The Effect of Monolayer Graphene on the UV Assisted NO₂ Sensing and Recovery at Room Temperature ^†

Abstract

In the present study, UV light induced desorption of nitrogen dioxide (NO₂) on pristine graphene based gas sensor is used to improve the sensing performance. Compared to the sample without UV light exposure, the response is 12%, 18% and 21% for NO₂ concentrations of 1, 3 and 5 ppm. In addition, the recovery could be speeded up by UV irradiation. The sensor shows good behavior of repeatability when tested for 1 ppm of NO₂ in 3 cycles.

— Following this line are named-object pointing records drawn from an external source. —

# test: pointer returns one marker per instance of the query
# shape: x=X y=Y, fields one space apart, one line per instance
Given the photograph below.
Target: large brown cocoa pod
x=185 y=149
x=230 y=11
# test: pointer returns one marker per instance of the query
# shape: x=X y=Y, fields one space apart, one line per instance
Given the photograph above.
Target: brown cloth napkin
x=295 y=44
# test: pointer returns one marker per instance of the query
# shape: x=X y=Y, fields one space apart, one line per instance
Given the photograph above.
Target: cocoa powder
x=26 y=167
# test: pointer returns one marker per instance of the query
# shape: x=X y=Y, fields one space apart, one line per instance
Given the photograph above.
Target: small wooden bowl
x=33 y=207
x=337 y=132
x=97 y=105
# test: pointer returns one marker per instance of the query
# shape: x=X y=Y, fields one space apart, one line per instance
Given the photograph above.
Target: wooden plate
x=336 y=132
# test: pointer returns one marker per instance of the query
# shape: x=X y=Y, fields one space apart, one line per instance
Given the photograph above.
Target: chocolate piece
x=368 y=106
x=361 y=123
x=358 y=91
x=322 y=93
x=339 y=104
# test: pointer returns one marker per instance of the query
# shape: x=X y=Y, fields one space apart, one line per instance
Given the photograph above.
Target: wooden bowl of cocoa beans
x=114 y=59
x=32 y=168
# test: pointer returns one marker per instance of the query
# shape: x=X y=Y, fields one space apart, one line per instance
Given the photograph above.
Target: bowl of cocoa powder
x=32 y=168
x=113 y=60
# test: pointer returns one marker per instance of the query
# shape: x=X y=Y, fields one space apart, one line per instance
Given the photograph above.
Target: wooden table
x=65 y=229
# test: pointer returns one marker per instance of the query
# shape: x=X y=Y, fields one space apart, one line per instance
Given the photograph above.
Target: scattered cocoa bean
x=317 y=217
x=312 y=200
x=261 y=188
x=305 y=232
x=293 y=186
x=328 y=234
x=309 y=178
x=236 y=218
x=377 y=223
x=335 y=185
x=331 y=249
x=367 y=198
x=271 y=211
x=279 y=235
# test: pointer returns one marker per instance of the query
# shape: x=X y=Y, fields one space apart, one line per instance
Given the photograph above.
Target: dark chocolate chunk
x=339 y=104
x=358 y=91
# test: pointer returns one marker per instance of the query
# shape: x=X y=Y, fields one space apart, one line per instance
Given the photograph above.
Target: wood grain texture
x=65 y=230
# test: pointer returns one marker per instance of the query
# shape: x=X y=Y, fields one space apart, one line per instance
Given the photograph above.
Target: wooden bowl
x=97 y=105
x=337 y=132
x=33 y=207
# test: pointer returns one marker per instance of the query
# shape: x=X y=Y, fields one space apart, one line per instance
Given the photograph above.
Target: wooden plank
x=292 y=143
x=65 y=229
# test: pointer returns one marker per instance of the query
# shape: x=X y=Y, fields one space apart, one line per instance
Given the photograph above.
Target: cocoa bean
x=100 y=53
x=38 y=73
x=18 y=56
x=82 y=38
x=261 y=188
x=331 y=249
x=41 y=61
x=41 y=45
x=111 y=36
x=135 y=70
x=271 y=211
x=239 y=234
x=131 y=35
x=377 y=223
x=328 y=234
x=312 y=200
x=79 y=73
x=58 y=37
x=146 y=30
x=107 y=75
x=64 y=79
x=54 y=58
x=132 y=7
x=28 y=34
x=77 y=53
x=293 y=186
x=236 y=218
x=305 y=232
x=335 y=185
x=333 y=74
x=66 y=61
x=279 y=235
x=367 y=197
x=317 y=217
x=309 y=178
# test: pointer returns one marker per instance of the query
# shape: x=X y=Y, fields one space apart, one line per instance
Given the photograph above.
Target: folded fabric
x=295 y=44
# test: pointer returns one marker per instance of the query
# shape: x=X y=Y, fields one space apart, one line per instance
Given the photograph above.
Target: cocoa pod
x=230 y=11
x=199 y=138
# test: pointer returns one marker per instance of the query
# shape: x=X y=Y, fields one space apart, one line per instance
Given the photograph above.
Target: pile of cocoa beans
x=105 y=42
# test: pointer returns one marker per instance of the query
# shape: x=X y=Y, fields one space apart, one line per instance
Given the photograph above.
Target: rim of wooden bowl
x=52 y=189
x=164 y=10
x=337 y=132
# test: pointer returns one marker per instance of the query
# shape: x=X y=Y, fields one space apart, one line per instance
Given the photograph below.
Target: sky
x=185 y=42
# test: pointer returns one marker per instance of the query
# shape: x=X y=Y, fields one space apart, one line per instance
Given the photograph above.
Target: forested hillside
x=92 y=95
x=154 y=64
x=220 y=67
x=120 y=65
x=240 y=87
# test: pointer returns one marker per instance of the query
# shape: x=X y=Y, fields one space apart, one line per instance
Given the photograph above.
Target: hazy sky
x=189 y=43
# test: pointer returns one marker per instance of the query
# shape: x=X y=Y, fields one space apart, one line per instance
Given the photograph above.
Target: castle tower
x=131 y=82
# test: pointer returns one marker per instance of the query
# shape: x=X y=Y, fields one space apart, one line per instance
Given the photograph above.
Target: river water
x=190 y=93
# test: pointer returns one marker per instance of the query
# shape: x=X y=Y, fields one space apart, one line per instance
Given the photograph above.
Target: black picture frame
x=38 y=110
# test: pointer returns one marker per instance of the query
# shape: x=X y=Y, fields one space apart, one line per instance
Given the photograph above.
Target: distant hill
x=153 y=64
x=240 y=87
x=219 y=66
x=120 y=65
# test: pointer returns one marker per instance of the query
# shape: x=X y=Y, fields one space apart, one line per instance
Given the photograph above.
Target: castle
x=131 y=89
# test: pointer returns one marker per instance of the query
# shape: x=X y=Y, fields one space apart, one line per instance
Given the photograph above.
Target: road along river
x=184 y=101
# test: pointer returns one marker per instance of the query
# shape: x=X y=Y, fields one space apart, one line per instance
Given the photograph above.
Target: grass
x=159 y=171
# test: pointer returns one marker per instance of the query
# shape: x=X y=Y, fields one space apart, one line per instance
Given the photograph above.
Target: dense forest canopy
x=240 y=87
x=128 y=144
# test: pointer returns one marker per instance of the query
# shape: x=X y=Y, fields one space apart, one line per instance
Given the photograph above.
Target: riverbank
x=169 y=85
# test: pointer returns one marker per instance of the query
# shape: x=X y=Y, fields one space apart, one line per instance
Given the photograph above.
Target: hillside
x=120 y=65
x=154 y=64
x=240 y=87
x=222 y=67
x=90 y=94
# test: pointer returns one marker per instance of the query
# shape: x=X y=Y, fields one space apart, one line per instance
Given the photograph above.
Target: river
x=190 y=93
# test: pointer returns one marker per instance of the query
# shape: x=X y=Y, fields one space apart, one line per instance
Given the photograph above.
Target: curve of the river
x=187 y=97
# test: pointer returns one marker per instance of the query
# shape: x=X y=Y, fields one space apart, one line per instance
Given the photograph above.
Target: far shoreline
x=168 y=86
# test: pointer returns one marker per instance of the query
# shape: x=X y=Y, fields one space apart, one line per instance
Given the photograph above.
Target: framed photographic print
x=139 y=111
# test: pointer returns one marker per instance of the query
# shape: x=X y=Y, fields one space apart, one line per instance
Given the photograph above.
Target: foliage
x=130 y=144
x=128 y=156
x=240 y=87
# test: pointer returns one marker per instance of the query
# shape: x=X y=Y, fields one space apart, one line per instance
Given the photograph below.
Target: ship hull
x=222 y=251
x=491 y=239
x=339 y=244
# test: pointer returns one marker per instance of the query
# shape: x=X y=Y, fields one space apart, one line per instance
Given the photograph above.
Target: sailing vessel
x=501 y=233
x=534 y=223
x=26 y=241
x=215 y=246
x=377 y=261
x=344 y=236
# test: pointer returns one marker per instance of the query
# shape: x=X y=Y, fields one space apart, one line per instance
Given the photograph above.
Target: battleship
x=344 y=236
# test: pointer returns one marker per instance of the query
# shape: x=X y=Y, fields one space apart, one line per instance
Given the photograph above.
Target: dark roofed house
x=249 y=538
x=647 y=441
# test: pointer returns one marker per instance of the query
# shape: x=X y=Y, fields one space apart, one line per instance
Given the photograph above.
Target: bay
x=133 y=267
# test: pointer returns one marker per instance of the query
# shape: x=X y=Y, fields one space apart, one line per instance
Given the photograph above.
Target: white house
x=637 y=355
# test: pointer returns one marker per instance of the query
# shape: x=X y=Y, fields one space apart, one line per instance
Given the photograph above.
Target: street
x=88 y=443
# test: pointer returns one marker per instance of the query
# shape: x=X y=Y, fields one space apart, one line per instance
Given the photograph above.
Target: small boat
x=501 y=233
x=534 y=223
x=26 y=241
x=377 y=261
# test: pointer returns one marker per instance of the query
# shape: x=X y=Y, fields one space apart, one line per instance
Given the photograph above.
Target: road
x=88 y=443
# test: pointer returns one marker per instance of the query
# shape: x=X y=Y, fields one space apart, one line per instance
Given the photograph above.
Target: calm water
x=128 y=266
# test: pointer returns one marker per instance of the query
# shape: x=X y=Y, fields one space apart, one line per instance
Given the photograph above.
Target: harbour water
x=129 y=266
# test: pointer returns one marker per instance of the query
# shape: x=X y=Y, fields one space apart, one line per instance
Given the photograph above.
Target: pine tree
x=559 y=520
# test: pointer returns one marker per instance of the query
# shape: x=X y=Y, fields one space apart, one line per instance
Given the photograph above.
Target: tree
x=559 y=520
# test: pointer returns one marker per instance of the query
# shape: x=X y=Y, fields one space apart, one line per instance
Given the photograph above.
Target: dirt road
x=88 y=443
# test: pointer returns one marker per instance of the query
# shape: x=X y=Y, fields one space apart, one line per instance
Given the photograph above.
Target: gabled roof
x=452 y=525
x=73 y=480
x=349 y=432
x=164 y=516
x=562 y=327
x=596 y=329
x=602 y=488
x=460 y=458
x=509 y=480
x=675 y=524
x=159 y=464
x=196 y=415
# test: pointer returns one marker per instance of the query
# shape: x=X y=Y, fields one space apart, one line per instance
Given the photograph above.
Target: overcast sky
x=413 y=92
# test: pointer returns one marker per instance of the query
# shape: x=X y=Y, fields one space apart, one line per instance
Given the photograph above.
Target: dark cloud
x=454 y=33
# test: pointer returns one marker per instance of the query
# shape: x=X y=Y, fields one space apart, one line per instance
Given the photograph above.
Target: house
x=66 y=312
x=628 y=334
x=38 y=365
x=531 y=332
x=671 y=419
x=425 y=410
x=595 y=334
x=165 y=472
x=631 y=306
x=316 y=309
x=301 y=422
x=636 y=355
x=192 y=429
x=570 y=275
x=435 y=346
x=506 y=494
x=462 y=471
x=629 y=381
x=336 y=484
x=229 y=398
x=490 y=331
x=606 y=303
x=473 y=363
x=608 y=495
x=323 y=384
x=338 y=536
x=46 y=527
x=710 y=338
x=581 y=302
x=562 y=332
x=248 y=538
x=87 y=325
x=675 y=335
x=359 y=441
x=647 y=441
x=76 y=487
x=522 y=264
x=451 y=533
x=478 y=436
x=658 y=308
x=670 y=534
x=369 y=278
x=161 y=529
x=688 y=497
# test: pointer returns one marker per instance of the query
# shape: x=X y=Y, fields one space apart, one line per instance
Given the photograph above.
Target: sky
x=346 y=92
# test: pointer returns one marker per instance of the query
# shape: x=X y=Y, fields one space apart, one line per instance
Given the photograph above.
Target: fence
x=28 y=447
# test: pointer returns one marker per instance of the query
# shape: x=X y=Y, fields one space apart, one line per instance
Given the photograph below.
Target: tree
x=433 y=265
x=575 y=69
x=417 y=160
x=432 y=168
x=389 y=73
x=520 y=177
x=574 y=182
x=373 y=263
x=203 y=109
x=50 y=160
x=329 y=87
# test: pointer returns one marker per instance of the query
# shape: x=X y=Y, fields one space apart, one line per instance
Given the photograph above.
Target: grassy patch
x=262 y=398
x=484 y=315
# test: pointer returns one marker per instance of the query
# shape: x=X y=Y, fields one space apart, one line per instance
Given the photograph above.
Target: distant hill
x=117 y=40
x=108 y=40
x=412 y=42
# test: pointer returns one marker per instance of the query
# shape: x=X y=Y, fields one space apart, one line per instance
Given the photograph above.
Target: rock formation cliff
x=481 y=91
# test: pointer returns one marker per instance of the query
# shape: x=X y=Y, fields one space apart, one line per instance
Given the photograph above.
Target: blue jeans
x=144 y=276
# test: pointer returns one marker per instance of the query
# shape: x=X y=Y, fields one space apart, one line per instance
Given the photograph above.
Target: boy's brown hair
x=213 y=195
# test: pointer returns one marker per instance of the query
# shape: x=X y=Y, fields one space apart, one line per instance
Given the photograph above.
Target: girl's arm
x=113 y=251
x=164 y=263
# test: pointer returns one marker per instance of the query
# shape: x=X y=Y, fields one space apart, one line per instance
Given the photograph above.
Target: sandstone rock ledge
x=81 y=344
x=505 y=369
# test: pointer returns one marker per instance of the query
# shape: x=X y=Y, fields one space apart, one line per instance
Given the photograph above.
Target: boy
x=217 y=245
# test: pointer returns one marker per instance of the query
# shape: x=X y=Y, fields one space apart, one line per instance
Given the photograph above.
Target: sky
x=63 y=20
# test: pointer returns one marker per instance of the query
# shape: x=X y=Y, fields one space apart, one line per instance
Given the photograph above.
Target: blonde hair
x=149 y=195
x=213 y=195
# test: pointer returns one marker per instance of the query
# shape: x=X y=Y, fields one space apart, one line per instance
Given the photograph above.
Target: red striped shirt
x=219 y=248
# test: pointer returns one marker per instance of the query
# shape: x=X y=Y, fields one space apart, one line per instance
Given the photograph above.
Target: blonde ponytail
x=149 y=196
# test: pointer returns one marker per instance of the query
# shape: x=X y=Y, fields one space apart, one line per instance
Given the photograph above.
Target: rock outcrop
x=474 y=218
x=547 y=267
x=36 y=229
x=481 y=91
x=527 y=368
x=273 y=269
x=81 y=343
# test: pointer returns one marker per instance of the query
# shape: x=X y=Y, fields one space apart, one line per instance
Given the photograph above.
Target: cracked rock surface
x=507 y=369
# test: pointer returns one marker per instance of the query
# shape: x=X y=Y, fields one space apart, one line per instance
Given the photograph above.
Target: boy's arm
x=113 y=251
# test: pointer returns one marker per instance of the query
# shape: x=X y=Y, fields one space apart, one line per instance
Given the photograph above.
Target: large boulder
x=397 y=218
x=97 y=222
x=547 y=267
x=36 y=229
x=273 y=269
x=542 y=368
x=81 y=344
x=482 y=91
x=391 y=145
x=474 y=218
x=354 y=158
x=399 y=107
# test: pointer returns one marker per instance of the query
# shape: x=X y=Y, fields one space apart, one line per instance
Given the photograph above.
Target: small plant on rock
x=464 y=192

The graphene sensor with UV irradiation has a higher sensitivity to NO₂ than to other gases under higher concentrations.

1. Introduction

Nitrogen dioxide (NO₂) is a pollutant with negative effects on soil, plants, animals and human health. It causes acid rain and photochemical smog. It is necessary to develop highly sensitive and inexpensive NOx gas sensors capable of detecting low concentrations of NO₂ [1]. Metal oxides have been used as sensing materials in solid-state gas sensors. However, these sensors work only at high temperatures due to the high activation energy of reactions with gas molecules [2]. Gas sensors based on graphene is suitable for NO₂ sensor, mainly due to its two-dimensional single atomic layer thickness, large specific surface area, excellent temperature and electrical tolerance properties [3]. In this work, we demonstrate the impact of UV exposure on graphene sensor recovery for NO₂ gas detection.

2. Experimental

The interdigitated electrodes were fabricated by a lift off process. Chromium and gold layers with thickness of 30 and 120 nm were deposited on glass. Graphene films were grown on a copper (Cu) substrate by chemical vapor deposition (CVD). Transfer of graphene from Cu to the interdigitated electrodes was done by standard transfer process. The sensor and measurement setup are shown in Figure 1. The NO₂ concentration was controlled by Flexstream Module Instrument that modulates the flow rate of air through the NO₂ permeation tube to get ppm level, and a mechanical pump was used to remove the residual gas. The gas sensing response was measured by monitoring the change in resistance of the graphene film.

3. Results and Discussion

Figure 2a,b display the comparison of the dynamic response with and without UV irradiation for NO₂ concentration from 1 to 5 ppm. As shown in

Table 1. Gas sensing properties of UV light and without.

	Without UV Light		With UV Light
NO2 (ppm)	Response (%)	Recovery (%)	Response (%)	Recovery (%)
1	−14.35	21	−12.33	100
3	−11.57	38	−18.25	100
5	−7.7	51	−21.8	100

. The results show a significant effect of UV irradiation on the sensor response: 12, 18 and 21% for concentrations of 1, 3 and 5 ppm. This can be explained by the UV irradiation induced molecular desorption from the graphene surface. As shown in Figure 3, the sensor was exposed to 1 ppm NO₂ with UV irradiation for 3 cycles. A good repeatability is evident from the cycle variation of response within 0.4%. To investigate the selectivity, the sensor was also tested for 10 ppm NH₃, 10 ppm acetone, air and 1 ppm NO₂. The sensor exhibits a higher response for NO₂ compared to other gas, as shown in Figure 4.

4. Conclusions

In summary, UV irradiation is shown to improve the sensor recovery during NO₂ detection in a chemiresistive sensor with pristine graphene as the sensing material. The sensor recovers to the original value in a few seconds due to the pump and UV light induced residual gas desorption. The response change is 12, 18 and 21% with UV irradiation for NO₂ concentrations of 1, 3 and 5 ppm with UV exposure. In addition, this effect enables the sensor to provide good repeatability and high selectivity to different gases.